Bridge Petroleum has reported “high levels” of farm-out interest for its Galapagos development in the northern North Sea.
The operator, which has a 100% stake, is currently seeking partners for the project, which includes the amalgamation of the formerly-named North West Hutton and Darwin fields east of Shetland.
A farm-out process has recently been launched and CEO David Williams said that it is “early days but the level of interest is high”.
A competent person’s report has provided “very conservative” 2P estimates of 80million recoverable barrels of oil for stage one, with Bridge expecting “roughly the same again” for stages two and three.
However, the company hopes to recover 40% of the estimated oil remaining in place, which equates to around 360million barrels.
The firm has described the Greater Galapagos Area as a “dormant Brent giant” and among the biggest developments available in the North Sea, save for west of Shetland.
Bridge has now submitted a revised field development plan for phase one of the project to the Oil and Gas Authority.
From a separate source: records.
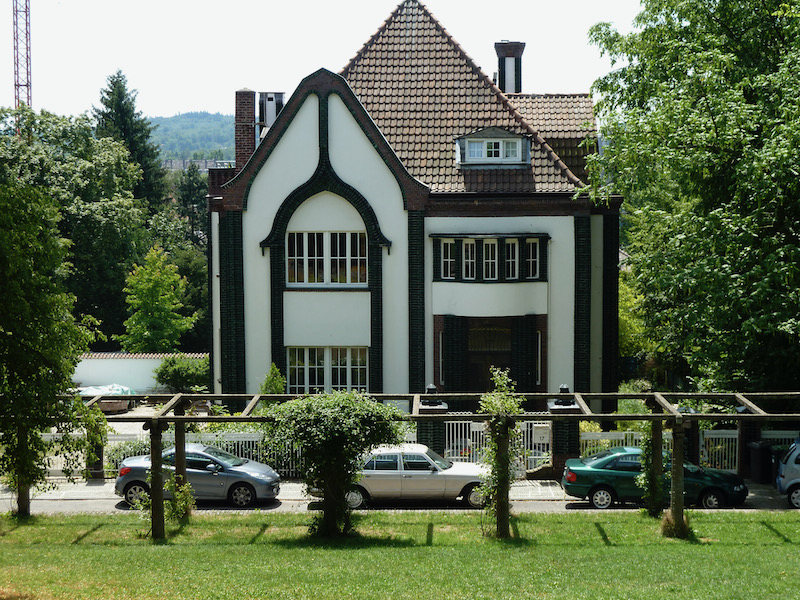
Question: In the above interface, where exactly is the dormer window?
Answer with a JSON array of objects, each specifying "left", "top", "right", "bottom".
[{"left": 456, "top": 128, "right": 530, "bottom": 167}]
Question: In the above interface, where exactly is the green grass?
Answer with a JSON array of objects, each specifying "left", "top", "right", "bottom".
[{"left": 0, "top": 511, "right": 800, "bottom": 600}]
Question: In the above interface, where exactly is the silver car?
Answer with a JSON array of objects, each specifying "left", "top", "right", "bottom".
[
  {"left": 347, "top": 444, "right": 487, "bottom": 508},
  {"left": 114, "top": 444, "right": 281, "bottom": 508}
]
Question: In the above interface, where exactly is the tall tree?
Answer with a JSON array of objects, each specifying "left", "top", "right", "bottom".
[
  {"left": 175, "top": 164, "right": 208, "bottom": 244},
  {"left": 591, "top": 0, "right": 800, "bottom": 390},
  {"left": 92, "top": 71, "right": 167, "bottom": 214},
  {"left": 0, "top": 178, "right": 98, "bottom": 516},
  {"left": 0, "top": 107, "right": 150, "bottom": 349},
  {"left": 115, "top": 247, "right": 197, "bottom": 352}
]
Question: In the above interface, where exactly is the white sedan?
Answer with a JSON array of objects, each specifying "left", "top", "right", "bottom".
[{"left": 347, "top": 444, "right": 487, "bottom": 508}]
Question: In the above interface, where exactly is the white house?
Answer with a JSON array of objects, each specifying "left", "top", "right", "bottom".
[{"left": 209, "top": 0, "right": 620, "bottom": 393}]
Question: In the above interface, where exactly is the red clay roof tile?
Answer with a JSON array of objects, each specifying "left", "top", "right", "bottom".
[{"left": 341, "top": 0, "right": 593, "bottom": 193}]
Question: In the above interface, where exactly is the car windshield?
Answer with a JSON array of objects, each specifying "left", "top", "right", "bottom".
[
  {"left": 205, "top": 446, "right": 247, "bottom": 467},
  {"left": 425, "top": 448, "right": 453, "bottom": 469},
  {"left": 781, "top": 442, "right": 797, "bottom": 465},
  {"left": 581, "top": 450, "right": 613, "bottom": 465}
]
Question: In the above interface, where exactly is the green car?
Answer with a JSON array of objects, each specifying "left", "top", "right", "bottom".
[{"left": 561, "top": 446, "right": 748, "bottom": 508}]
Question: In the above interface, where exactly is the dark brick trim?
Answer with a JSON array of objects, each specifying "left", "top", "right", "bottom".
[
  {"left": 601, "top": 214, "right": 619, "bottom": 396},
  {"left": 408, "top": 210, "right": 427, "bottom": 394},
  {"left": 261, "top": 85, "right": 391, "bottom": 393},
  {"left": 574, "top": 214, "right": 592, "bottom": 392},
  {"left": 219, "top": 212, "right": 247, "bottom": 394}
]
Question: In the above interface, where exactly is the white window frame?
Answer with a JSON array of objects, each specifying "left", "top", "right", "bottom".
[
  {"left": 330, "top": 346, "right": 369, "bottom": 391},
  {"left": 505, "top": 239, "right": 519, "bottom": 281},
  {"left": 286, "top": 231, "right": 369, "bottom": 288},
  {"left": 441, "top": 239, "right": 456, "bottom": 279},
  {"left": 463, "top": 138, "right": 522, "bottom": 164},
  {"left": 286, "top": 346, "right": 369, "bottom": 394},
  {"left": 525, "top": 238, "right": 541, "bottom": 279},
  {"left": 483, "top": 240, "right": 497, "bottom": 281},
  {"left": 461, "top": 239, "right": 478, "bottom": 281},
  {"left": 328, "top": 231, "right": 367, "bottom": 285},
  {"left": 286, "top": 347, "right": 328, "bottom": 394}
]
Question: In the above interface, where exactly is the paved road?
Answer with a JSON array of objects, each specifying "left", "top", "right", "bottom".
[{"left": 0, "top": 480, "right": 788, "bottom": 514}]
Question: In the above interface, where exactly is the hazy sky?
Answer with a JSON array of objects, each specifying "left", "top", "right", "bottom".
[{"left": 0, "top": 0, "right": 639, "bottom": 117}]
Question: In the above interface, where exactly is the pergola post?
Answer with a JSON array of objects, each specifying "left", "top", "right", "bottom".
[
  {"left": 662, "top": 417, "right": 689, "bottom": 538},
  {"left": 150, "top": 418, "right": 166, "bottom": 541}
]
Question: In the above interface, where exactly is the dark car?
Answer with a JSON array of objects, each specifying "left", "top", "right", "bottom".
[
  {"left": 561, "top": 446, "right": 748, "bottom": 508},
  {"left": 114, "top": 444, "right": 281, "bottom": 508}
]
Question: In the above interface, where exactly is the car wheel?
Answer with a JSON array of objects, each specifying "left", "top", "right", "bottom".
[
  {"left": 461, "top": 483, "right": 486, "bottom": 508},
  {"left": 700, "top": 489, "right": 726, "bottom": 508},
  {"left": 122, "top": 481, "right": 150, "bottom": 506},
  {"left": 589, "top": 486, "right": 615, "bottom": 509},
  {"left": 786, "top": 485, "right": 800, "bottom": 508},
  {"left": 228, "top": 483, "right": 256, "bottom": 508},
  {"left": 345, "top": 487, "right": 369, "bottom": 510}
]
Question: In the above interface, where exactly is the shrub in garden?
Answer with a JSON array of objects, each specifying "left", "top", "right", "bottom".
[
  {"left": 155, "top": 354, "right": 211, "bottom": 394},
  {"left": 268, "top": 391, "right": 402, "bottom": 536}
]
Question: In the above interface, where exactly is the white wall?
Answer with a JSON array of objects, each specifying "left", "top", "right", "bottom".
[
  {"left": 236, "top": 90, "right": 408, "bottom": 393},
  {"left": 72, "top": 355, "right": 162, "bottom": 394},
  {"left": 425, "top": 217, "right": 575, "bottom": 392},
  {"left": 242, "top": 95, "right": 319, "bottom": 393}
]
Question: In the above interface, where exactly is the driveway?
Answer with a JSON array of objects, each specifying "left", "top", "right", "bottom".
[{"left": 0, "top": 479, "right": 789, "bottom": 514}]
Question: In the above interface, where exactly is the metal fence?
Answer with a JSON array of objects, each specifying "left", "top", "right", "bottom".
[
  {"left": 444, "top": 421, "right": 552, "bottom": 469},
  {"left": 580, "top": 429, "right": 798, "bottom": 473}
]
It involves a “small reduction in well count” for stage one, with 11 producing wells.
A total of 24 wells will be drilled for Galapagos, with the first aimed to be drilled in the middle of next year, according to Mr Williams.
North West Hutton was discovered in 1975, but ceased production in 2002 due to numerous reasons including the oil price.
Bridge acquired the licenses for Darwin and NW Hutton from Taqa and Ineos over the last year.
The fields were also previously operated by Amoco, BP and Fairfield Energy.
Bridge hopes strides in technology which were not available 30 years ago will allow it to meet the potential of Galapagos.
The firm intends to have four subsea drilling centres tied back to a floating, production, storage and offloading vessel for the Greater Galapagos Area.
Mr Williams added that Bridge is currently in the process of finalising many of the supply chain contracts for the development.
Galapagos lies around 80miles east of Shetland.